I'll pm you with forbidden info.


----------



## drsmurto (27/6/12)

The wax lining or lacquer applied may not degrade when in contact with spirits (although i am dubious on that claim) but throw in a low pH liquid (beer, wine, cider) and I'd love to see how the coating holds up, particularly on extended contact.

I wouldn't use a barrel with a lining/coating on the inside. 

@Malted - plenty of places selling new/used barrels of various sizes in SA, perhaps a weekend trip up to the Barossa is what you need.

A 225L barrel in SA costs bewteen $0 and $80. If you want something newer the cost increases. They are so plentiful down here we cut them in half and use them as pots, i have several for citrus, herbs, strawberries, paid $20-30 for them. I guess the QLDers struggle due to the lack of wineries? Supply/demand?


----------



## kirem (27/6/12)

Malted said:


> Bejeepers: check this out on eBay. Brand new from Mexico. *SIX new two litre barrels *(charred to your specifications) for *about $267 plus about $73 dollars postage*! http://www.ebay.com.au/itm/Six-6-2-liter-W...=item3a6f6fecc8
> 
> Only wooden taps so you'll have to put a metal one in yourself.
> 
> Check out the guys store, he has heaps of sizes and combos. You can even get custom artwork on them.

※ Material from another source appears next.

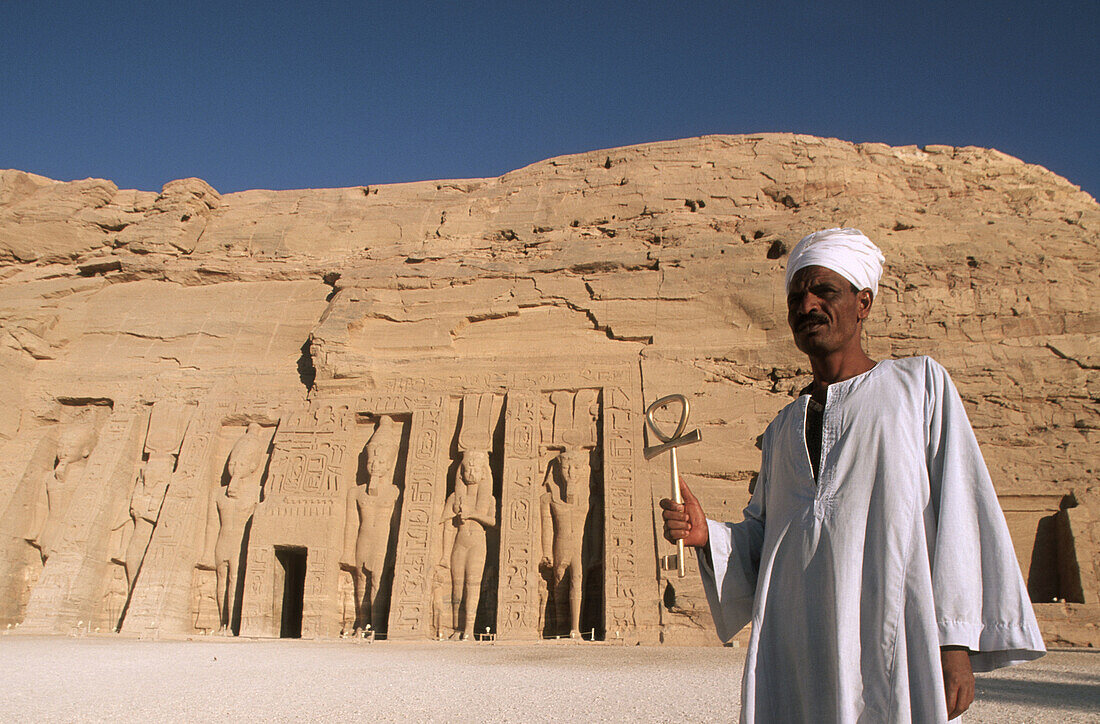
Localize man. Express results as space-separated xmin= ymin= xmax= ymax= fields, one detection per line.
xmin=662 ymin=228 xmax=1044 ymax=723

PMd you, we should be able to sort something out.


----------



## Lord Raja Goomba I (27/6/12)

For that price, I'd do it. Been wanting to an oak aged Barleywine for a while.

Goomba


----------



## white.grant (27/6/12)

Curious to know what you can do with a 4 pint cask that is worth the effort and wort?


----------



## punkin (27/6/12)

The three sisters...


----------



## robbo5253 (27/6/12)

Must be something serious in those if they have Padlocks on them!


----------



## Golani51 (27/6/12)

How about Victoria. Any cheap sources that anyone is aware of?

R


----------



## white.grant (27/6/12)

punkin said:


> The three sisters...
> 
> View attachment 55481



What volume are they?


----------



## winkle (27/6/12)

punkin said:


> The three sisters...
> 
> View attachment 55481



Damm it, now I *need* some of those :angry:


----------



## Malted (27/6/12)

Grantw said:


> Curious to know what you can do with a 4 pint cask that is worth the effort and wort?

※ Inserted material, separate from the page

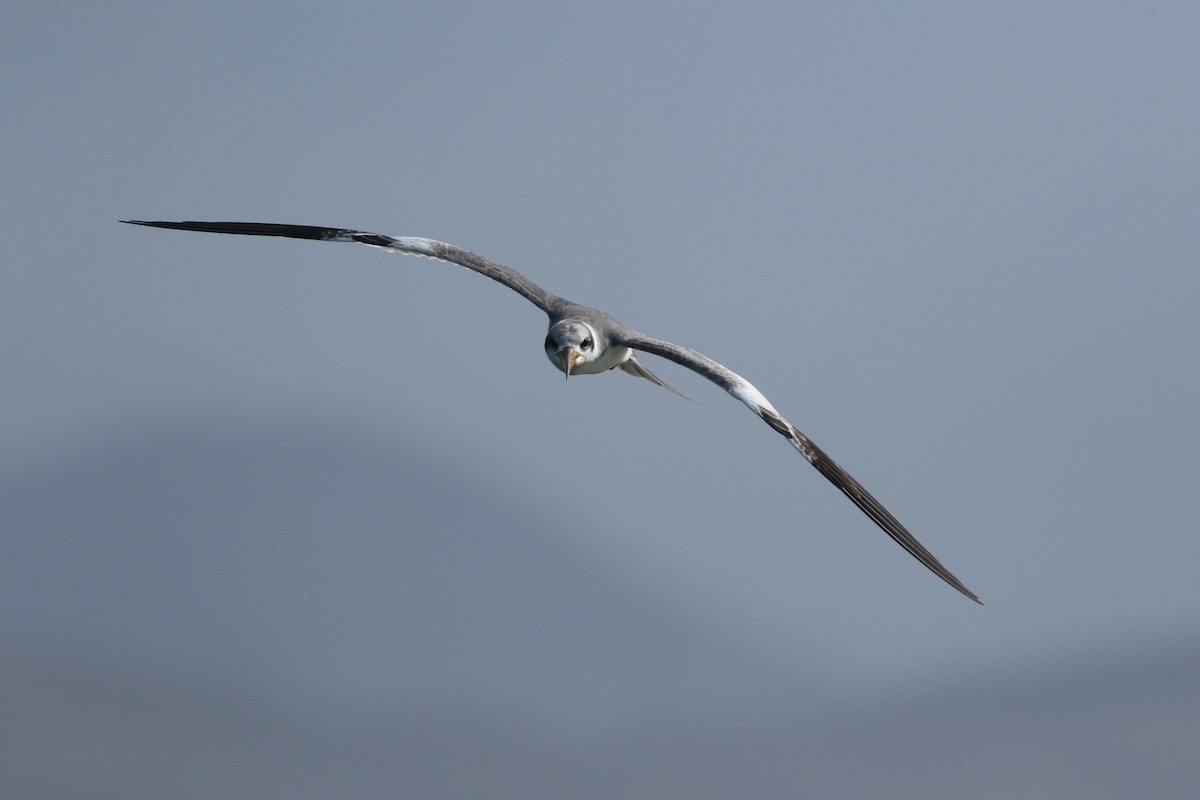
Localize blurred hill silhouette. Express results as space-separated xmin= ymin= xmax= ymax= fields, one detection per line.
xmin=3 ymin=415 xmax=1197 ymax=797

Fark all with beer I would say but that is not the only size they make. 
I was thinking port or spirits for this size and I posted the 2L jobbies of an example of how cheap they were - six of the whoers for that price! 
They make 1, 2, 3, 5, 10, 20 and 50L good looking doo-hickies at a great price. You decide what size looks crap. Personally I think they look good but have crap taps.


----------



## CONNOR BREWARE (27/6/12)

what spirits you making punkin?


----------



## hoppy2B (27/6/12)

Hey, if anyone goes looking for the ones I posted about just out of Mount Barker in the Adelaide hills, its probably a good idea to do it on the weekend. Not sure they put them out every day. They were good looking barrels and pretty big for $50.


----------



## Bizier (28/6/12)

Grantw said:


> Curious to know what you can do with a 4 pint cask that is worth the effort and wort?



Perhaps with the six barrel deal you could make a miniature Burton union system that could use to fill a 9L party keg


----------



## white.grant (28/6/12)

Malted said:


> Fark all with beer I would say but that is not the only size they make.
> I was thinking port or spirits for this size and I posted the 2L jobbies of an example of how cheap they were - six of the whoers for that price!
> They make 1, 2, 3, 5, 10, 20 and 50L good looking doo-hickies at a great price. You decide what size looks crap. Personally I think they look good but have crap taps.



Ahh, I understand you now. Useful sizes for brewing appear to be a lot more more expensive, and the postage makes the local product more competitive.



Bizier said:


> Perhaps with the six barrel deal you could make a miniature Burton union system that could use to fill a 9L party keg


----------



## punkin (28/6/12)

Grantw said:


> What volume are they?



They are 50l mate.




> what spirits you making punkin?



I'm talking about barrels, not spirits.


----------



## white.grant (28/6/12)

punkin said:


> They are 50l mate.



Thanks.

They look great by the way.


----------